Est-ce que j’ai une gueule d’Érosphère ?

La question n’est pas si triviale ! Toujours est-il que, pour la troisième année consécutive, je me rendais au Off du festival Érosphère, un événement très bien résumé par la triple thématique de cette année : douceur, soufre (avec un seul « f », mais libre à vous d’en rajouter un deuxième) et métamorphose. Variations autour de l’érotisme : ludiques, exploratoires, dangereuses, libres, jouissives… On pourrait sans doute compléter par de nombreux autres adjectifs encore.

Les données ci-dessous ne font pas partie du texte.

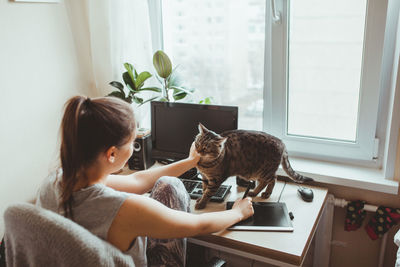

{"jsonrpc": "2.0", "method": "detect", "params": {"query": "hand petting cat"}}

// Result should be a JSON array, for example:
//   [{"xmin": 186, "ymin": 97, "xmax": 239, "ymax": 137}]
[{"xmin": 188, "ymin": 142, "xmax": 200, "ymax": 165}]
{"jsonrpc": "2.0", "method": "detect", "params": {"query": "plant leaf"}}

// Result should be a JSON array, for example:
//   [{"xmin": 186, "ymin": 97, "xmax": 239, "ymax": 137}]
[
  {"xmin": 122, "ymin": 71, "xmax": 136, "ymax": 91},
  {"xmin": 170, "ymin": 86, "xmax": 194, "ymax": 94},
  {"xmin": 167, "ymin": 67, "xmax": 182, "ymax": 88},
  {"xmin": 132, "ymin": 96, "xmax": 143, "ymax": 104},
  {"xmin": 173, "ymin": 92, "xmax": 187, "ymax": 101},
  {"xmin": 135, "ymin": 71, "xmax": 152, "ymax": 90},
  {"xmin": 140, "ymin": 96, "xmax": 158, "ymax": 105},
  {"xmin": 124, "ymin": 63, "xmax": 137, "ymax": 89},
  {"xmin": 153, "ymin": 50, "xmax": 172, "ymax": 79},
  {"xmin": 107, "ymin": 91, "xmax": 129, "ymax": 103},
  {"xmin": 139, "ymin": 87, "xmax": 161, "ymax": 93},
  {"xmin": 109, "ymin": 81, "xmax": 124, "ymax": 92}
]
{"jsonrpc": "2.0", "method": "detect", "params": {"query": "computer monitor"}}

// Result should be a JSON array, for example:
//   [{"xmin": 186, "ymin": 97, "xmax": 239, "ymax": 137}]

Le fait est que, si le festival in me fait de l’œil depuis le premier jour (je ne me remets toujours pas d’avoir raté l’immersion oléique de la première édition), je ne participe qu’au off pour deux raisons. La première est que le festival a lieu le week-end et que le week-end est, en principe, réservé à ma vie de famille. La seconde est que le festival tient place comme chaque année en même temps que Rock-en-Seine et en même temps que l’Université d’été du Parti Socialiste. Et que comme chacun sait, chaque année, mon devoir de militant prend le dessus et je vais donc regarder les filles se battre dans la boue de la pelouse de Saint-Cloud.

Le Off d’Érosphère prend de plus en plus de place puisque, cette année, il s’étend sur près d’une semaine. Il commençait samedi par un prodigieux concert de Valérie Mischler dont je parlerai dans un billet dédié si j’en ai le temps, se poursuivait1 par différents événements dont je vous laisse prendre connaissance sur leur site dont la soirée de lancement qui avait lieu mardi soir et dont il sera question ici.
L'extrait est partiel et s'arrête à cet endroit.